Властная осанка Тамбурини исчезла. Он что-то скромно пробормотал. Рущук пролепетал, неприятно пораженный:
— Вы строги, герцогиня, я больше не решаюсь…
— Решайтесь, — сказала она, странно улыбаясь.
Он откинулся назад. Его стул двигался взад и вперед, так сильно тряслось его тело. Он хотел ее; с ужасом перед смертью, разжигаемый ее невидимым присутствием, он желал ее даже на этом ложе. Он будет единственным, которого у ее гроба будет гнести непоправимое сожаление. А она умирает!
Она полулежала в кресле, вся светлая, с лицом, окаймленным темными волнами волос. Брови резко выделялись на впалых висках, глаза были окружены морщинками, по обе стороны носа лежала глубокая тень, а над узкой, прозрачной переносицей скользил почти горизонтально ее взгляд, усталый, почти погасший.
Тем не менее он смирял ее обоих собеседников. Они ненавидели ее за это, но они и теперь не добились права жалеть ее. У нее оставалась красота погасающего света. Косой луч солнца бросал красное пятно под левую сторону ее носа. Подбородок загибался кверху, мягкий и полный — последнее искушение. Зубы блестели, влажные и белые. За ее покрытым бледно-фиолетовой тенью телом и матово-белым платьем на сверкающем желтом шелке стены выделялась красновато-желтая подушка.
Но разговор утомил ее. Она чувствовала, как снова сжимается сердечный мускул. Кончики ее пальцев горели от холода. Она позвонила и приказала закутать себе колени одеялом.
Тамбурини не понимал, зачем ему позволять этой умирающей запугивать себя.
— Ваша светлость, имеете какие-нибудь возражения мирского характера? — спросил он. — У вас нет семьи, никого, кому вы могли бы хотеть оставить все это количество миллионов… Столько денег! — сказал он, надув щеки.
Она подумала. Нино? Богатство слишком рано разрушило бы его. Маленькая Линда? Что нужно ей, тихо и холодно покоящейся в самой себе! Кто же?
Она ответила:
— Я не имею ничего против — и ничего за.
— Если вы не отдадите вашего имущества церкви, — заметил викарий, — то все перейдет к далматскому государству.

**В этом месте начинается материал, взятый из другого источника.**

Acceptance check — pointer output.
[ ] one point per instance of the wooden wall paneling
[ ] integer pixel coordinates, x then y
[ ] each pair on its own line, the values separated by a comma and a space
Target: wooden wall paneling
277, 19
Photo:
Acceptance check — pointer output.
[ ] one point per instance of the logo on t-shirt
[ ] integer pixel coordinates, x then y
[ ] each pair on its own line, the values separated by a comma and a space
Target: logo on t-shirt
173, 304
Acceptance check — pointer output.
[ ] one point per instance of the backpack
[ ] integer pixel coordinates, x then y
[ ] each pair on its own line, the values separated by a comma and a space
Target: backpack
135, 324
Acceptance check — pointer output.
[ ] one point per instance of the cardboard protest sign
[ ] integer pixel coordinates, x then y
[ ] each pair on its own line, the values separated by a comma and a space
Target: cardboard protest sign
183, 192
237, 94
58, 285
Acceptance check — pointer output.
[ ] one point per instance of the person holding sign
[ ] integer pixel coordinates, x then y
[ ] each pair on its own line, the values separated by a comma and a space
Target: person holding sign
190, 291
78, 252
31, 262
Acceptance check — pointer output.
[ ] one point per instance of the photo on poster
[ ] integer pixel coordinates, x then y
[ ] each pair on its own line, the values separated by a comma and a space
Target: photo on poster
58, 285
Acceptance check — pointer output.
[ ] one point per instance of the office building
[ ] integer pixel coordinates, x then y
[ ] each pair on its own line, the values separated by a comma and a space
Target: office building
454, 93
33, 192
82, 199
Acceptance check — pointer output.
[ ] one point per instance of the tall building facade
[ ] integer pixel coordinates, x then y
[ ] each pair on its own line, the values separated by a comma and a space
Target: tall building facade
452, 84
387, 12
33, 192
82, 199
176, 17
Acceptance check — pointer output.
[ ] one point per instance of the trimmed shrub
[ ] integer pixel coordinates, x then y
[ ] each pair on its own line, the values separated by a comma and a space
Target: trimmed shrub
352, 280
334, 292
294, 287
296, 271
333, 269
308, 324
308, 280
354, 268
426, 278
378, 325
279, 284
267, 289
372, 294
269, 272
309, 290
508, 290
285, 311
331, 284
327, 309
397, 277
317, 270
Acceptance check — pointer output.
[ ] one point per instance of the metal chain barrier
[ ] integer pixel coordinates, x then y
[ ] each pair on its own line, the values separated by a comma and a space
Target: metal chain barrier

— Да, тогда все получим мы, — подтвердил Рущук. — Ваша светлость, видите, как бескорыстно я вам советую. Только ради спасения вашей души.
— А не потому, что вы представитель финансовых интересов святой церкви? Крупнейший банкир христианского мира?
— Ваша светлость, ошибаетесь во мне. Я не думаю о таких мелочных выгодах. Не станем ли мы на мирскую точку зрения? В таком случае я сужу, как государственный человек, и нахожу, что — как бы выразиться — свободная жизнь вашей светлости требует искупления перед обществом. Доверие к существующему общественному порядку потерпело бы значительное потрясение, если бы дама в необыкновенном положении вашей светлости, титулованная и необыкновенно богатая, по крайней мере в виду смерти, не сделала благонамеренного употребления из своих больших средств.